There are many pieces of cover art that are beautiful to behold. Yet, there are others which exhibit a rarer, odd form of beauty. We think that such conflicts of focal points, lettering choices, false perspectives, anatomical befuddlement, ridiculous transport vehicles, oversized and frankly unusable monster-hunting weaponry, clothing choices that would get you killed walking down the street let alone hiking a through a frozen wasteland, clichéd cat-people, and downright bad art deserve their own special form of tribute.

The Three Stigmata of Palmer Eldritch

The Hammer and the Horn

I think they’re living up to their promise….!

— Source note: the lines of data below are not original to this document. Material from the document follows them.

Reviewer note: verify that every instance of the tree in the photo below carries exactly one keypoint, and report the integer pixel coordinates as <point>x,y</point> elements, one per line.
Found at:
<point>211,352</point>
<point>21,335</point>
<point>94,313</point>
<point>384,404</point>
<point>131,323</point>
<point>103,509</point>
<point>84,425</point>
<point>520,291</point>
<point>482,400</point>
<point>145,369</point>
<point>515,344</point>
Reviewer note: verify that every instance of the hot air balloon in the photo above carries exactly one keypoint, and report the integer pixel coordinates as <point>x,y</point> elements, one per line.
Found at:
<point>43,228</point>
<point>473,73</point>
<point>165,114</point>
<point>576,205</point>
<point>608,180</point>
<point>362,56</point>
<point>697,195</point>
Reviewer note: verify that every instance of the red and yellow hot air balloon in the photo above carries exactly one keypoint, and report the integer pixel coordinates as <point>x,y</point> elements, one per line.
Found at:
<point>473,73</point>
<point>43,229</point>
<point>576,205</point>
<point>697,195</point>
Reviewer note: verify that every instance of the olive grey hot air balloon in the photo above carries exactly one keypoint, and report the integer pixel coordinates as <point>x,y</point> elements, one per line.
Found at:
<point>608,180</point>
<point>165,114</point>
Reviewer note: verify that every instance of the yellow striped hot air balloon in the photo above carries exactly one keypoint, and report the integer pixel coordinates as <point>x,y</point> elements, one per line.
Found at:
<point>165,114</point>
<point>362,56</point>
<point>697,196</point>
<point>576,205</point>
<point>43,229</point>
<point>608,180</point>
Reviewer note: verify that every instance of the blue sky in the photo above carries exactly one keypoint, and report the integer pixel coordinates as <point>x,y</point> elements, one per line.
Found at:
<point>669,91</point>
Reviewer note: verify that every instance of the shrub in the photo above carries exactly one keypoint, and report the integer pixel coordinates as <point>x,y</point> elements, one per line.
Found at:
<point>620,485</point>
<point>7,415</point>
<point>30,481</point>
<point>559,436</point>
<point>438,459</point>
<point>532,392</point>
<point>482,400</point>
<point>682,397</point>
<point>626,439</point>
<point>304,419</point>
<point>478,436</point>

[Thanks to JJ, Scott Edelman, Michael J. Walsh, Hampus Eckerman, Cat Rambo, James Davis Nicoll, DMS, and John King Tarpinian for some of these stories. Title credit belongs to File 770 contributing editor of the day ULTRAGOTHA.]

49 thoughts on “Pixel Scroll 9/30/16 How Much For Just the Pixels?

  1. Q: Do you enjoy science fiction that is more a reflection of where today’s society could be headed in the near future, or science fiction that reflects a far, far future[?]

    Yes. 🙂

  2. 7) David Levine was indeed a fan of Wild Cards from day one.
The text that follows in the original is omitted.